Canadian rock band Truce showcases their high-precision musicianship and stadium-filling sound in a sonic testament to the metal gods with their latest rip-roaring single, “Holyroller.”
The blazing new single from the Moncton, New Brunswick-based band’s meticulously crafted new album, Unentitled, the release is a labour of love accounting for various rock styles — including blues, punk, and doom.
As the band maintains, “we don’t discriminate when it comes to riffs…
“If it rips, it rips.”
Truce’s seamless musical chemistry puts forth the best qualities of all band members, with a tight playing style that is often associated with the highest performing acts in the world.
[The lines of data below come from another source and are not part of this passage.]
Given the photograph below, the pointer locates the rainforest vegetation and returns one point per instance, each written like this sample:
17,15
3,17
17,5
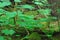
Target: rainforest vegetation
29,19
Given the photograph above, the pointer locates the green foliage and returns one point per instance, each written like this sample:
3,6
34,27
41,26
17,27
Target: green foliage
8,32
19,21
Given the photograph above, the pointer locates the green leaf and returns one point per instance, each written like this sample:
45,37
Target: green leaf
11,14
8,32
3,4
2,38
26,6
44,11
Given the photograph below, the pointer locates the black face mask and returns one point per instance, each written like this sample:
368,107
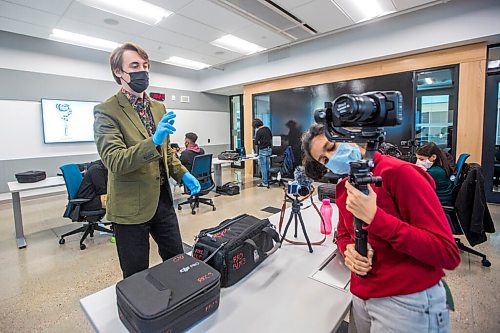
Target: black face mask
139,81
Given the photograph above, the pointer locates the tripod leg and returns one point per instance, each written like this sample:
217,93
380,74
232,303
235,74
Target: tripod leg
295,235
305,233
286,229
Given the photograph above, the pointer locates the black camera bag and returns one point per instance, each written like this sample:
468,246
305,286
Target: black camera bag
228,189
236,246
30,176
169,297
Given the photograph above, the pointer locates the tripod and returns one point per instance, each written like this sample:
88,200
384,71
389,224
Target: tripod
296,215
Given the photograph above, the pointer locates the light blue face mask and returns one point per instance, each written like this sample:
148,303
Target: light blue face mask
345,153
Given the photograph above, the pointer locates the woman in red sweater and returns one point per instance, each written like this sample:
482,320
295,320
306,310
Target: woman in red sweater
409,239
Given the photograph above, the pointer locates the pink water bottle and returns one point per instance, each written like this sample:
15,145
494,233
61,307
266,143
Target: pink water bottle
326,211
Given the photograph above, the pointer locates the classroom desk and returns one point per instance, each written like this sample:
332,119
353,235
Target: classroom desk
218,166
15,188
279,296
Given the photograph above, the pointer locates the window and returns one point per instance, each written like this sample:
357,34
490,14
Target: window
435,107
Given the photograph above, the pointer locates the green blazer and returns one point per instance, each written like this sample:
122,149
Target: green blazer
131,157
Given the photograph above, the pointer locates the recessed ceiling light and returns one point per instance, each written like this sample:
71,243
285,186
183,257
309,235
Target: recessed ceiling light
186,63
111,21
137,10
235,44
363,10
83,40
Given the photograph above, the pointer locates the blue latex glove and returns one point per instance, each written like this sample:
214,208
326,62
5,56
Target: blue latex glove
192,183
164,128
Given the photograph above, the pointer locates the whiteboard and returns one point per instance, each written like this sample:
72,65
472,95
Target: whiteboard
21,133
207,125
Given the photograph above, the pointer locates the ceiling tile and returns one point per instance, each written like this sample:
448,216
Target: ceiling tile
261,36
171,38
89,15
405,4
172,5
24,28
51,6
321,15
290,4
27,14
185,26
214,15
The blistering new track came together quickly and is inspired by those who talk the talk but don’t follow through on what they say. Truce‘s use of music as a means to connect with audiences based on critical issues is a deliberate choice. “Our songs usually stem from life, death, social injustice, sobriety, current events or whatever else strikes a passionate idea in our hands or mind,” they share.
The visceral lyrics on “Holyroller” are brought to life by the soaring vocal work of singer/guitarist Spencer Davis who pierces the skies with an electric performance worthy of rock legend.
“No time for ya holyroller
For not a word you say
You’ve been singing it wrong for way too long
Truth rising from the shadows
Shines a light on your ways
Righteous pay under guise of God”
Truce is the result of determination and a no-nonsense attitude when it comes to work ethic and artistic compromise. It all began when singer/guitarist Spencer Davis and lead guitarist Red Kang decided to stop covering other bands and perform original music together. Bassist Alex Lemieux had already played with Davis and Kang in other bands, so it was a natural fit. Rounding out the band is a longtime friend of the band and drummer Daniel Mills, who was brought in to keep it all together.
A sense of trust and loyalty are principles to their success not just as friends, but as experimental artists; Truce’s cohesion as a band stems from the strength of their relationship outside of music, and a general, philosophical acceptance of collaborating as bandmates. “We aren’t hobbyists or bandwagon players,” they say. “We’re lifetime, committed musicians.
“It’s extremely comforting to know we can turn any musical corner and be relevant.”